Each electron transfer is accompanied by an energy release, which is responsible for powering devices. Understanding these reactions helps clarify how batteries convert chemical energy into electrical energy.

Alkaline vs Zinc-Carbon Batteries

A key difference between alkaline and zinc-carbon batteries lies in their chemical composition and performance capabilities. While both batteries serve similar purposes, alkaline batteries have some advantages.

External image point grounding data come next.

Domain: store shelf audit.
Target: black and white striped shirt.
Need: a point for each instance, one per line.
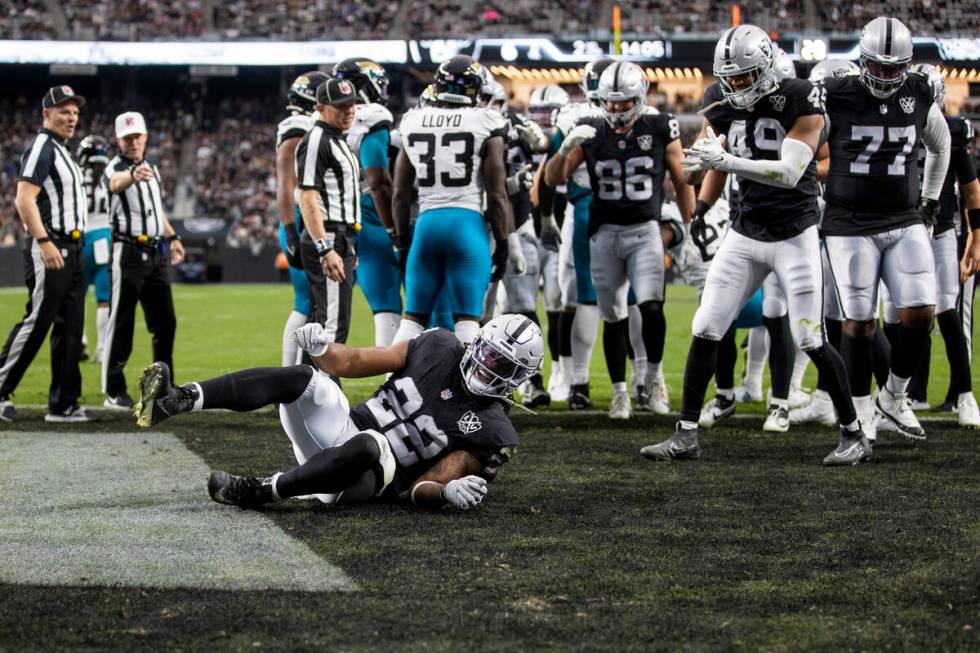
(325, 163)
(138, 210)
(62, 203)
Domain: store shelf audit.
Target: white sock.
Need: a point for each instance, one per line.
(896, 384)
(385, 327)
(407, 330)
(755, 360)
(290, 350)
(585, 329)
(466, 331)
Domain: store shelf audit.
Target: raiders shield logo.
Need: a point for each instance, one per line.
(778, 102)
(469, 423)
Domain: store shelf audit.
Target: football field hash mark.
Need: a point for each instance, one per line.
(131, 509)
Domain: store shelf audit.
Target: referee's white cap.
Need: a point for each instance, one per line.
(131, 122)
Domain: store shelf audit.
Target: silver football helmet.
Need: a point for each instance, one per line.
(544, 102)
(833, 68)
(784, 67)
(507, 351)
(621, 82)
(936, 81)
(745, 50)
(886, 50)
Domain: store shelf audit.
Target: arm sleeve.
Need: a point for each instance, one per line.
(374, 149)
(935, 137)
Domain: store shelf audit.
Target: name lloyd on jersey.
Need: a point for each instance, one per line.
(442, 120)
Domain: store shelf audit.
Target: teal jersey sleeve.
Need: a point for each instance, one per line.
(374, 149)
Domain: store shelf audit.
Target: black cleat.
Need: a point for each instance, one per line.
(241, 491)
(159, 399)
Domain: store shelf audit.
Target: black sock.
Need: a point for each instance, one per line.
(782, 351)
(615, 335)
(907, 349)
(553, 337)
(956, 352)
(654, 330)
(256, 387)
(333, 470)
(727, 357)
(856, 353)
(881, 357)
(702, 359)
(830, 366)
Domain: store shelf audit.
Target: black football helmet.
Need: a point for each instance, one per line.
(93, 150)
(368, 77)
(458, 81)
(302, 94)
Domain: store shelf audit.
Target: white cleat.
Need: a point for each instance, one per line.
(620, 407)
(966, 406)
(820, 410)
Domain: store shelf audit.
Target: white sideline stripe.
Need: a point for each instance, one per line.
(132, 510)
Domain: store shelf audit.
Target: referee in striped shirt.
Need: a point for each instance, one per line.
(51, 203)
(138, 268)
(328, 178)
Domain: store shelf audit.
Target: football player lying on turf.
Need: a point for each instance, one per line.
(434, 433)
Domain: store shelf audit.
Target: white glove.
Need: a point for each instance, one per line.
(550, 233)
(466, 492)
(576, 137)
(708, 154)
(515, 254)
(312, 338)
(520, 180)
(532, 135)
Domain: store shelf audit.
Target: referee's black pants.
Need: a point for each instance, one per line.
(331, 299)
(138, 274)
(56, 300)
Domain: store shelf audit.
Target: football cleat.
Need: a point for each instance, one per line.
(852, 449)
(682, 445)
(619, 407)
(578, 397)
(716, 410)
(241, 491)
(966, 405)
(820, 410)
(777, 421)
(159, 399)
(895, 409)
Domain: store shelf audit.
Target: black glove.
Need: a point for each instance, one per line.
(293, 255)
(929, 208)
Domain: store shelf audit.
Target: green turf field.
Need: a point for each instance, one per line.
(108, 540)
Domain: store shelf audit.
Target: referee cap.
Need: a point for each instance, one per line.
(59, 95)
(130, 122)
(336, 91)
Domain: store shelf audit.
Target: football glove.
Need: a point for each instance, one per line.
(312, 338)
(466, 492)
(550, 233)
(576, 137)
(707, 154)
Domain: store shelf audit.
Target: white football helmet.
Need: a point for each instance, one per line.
(745, 50)
(620, 82)
(506, 352)
(886, 50)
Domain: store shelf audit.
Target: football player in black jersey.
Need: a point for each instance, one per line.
(434, 433)
(773, 130)
(875, 226)
(627, 153)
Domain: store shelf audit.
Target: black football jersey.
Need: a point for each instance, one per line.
(760, 211)
(626, 171)
(426, 412)
(873, 185)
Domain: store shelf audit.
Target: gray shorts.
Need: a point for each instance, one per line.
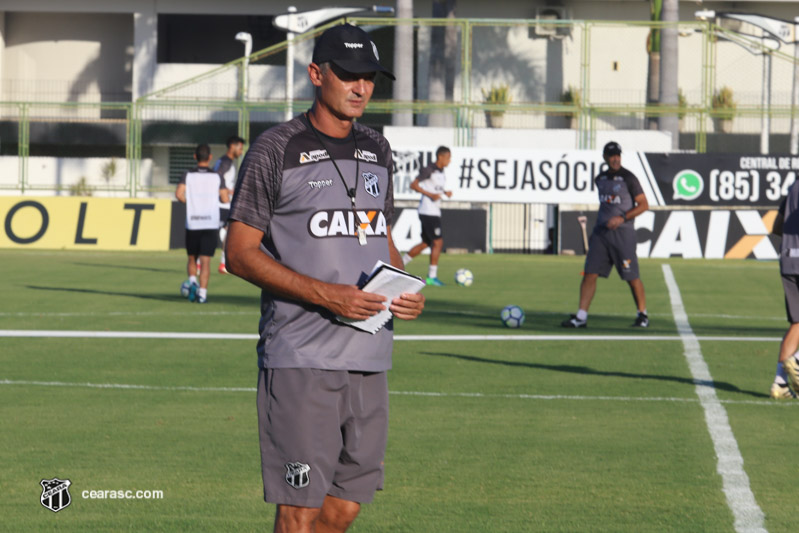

• **Electrolyte Composition:** In zinc-carbon batteries, the electrolyte is acidic, composed of either ammonium chloride or zinc chloride. In contrast, alkaline batteries use an alkaline electrolyte, potassium hydroxide. This change helps reduce corrosion in the battery and enhances its longevity.
• **Energy Density:** Alkaline batteries have a higher energy density than their zinc-carbon counterparts. This means alkaline batteries can store more energy, allowing devices to run longer between changes.
• **Shelf Life and Performance:** The structure of alkaline batteries helps maintain a lower self-discharge rate, improving their shelf life compared to zinc-carbon batteries. Additionally, alkaline batteries operate effectively over a broader range of temperatures, making them more versatile for different environments.

The improvements in alkaline batteries make them an efficient choice for many applications, despite the initial cost being higher compared to zinc-carbon batteries.

Battery Chemistry

Battery chemistry refers to the specific chemical reactions and compositions that occur within different types of batteries. The zinc-carbon dry-cell battery is a primary example of a battery developed for reliable electronic use.

Within the zinc-carbon battery, a combination of zinc anode, manganese dioxide cathode, and an acidic electrolyte facilitates a flow of electrons. This flow creates electric current, enabling electronic devices to function. The chemistry of a battery determines factors such as:

• **Voltage Output:** The chemical reactions in zinc-carbon batteries typically provide a voltage of about 1.5 volts per cell.
• **Capacity:** The capacity is a measure of how long a battery can power a device before depletion. While zinc-carbon batteries are cost-effective, their capacity is less than that of alkaline batteries, requiring more frequent replacements.
• **Environmental Impact:** The production and disposal of batteries have environmental implications. Zinc-carbon batteries, due to their materials, may have different environmental impacts compared to others like alkaline batteries, which can be more sustainable.

Understanding battery chemistry not only aids in choosing suitable batteries for specific applications but also emphasizes the technological advancements made in battery development over the years.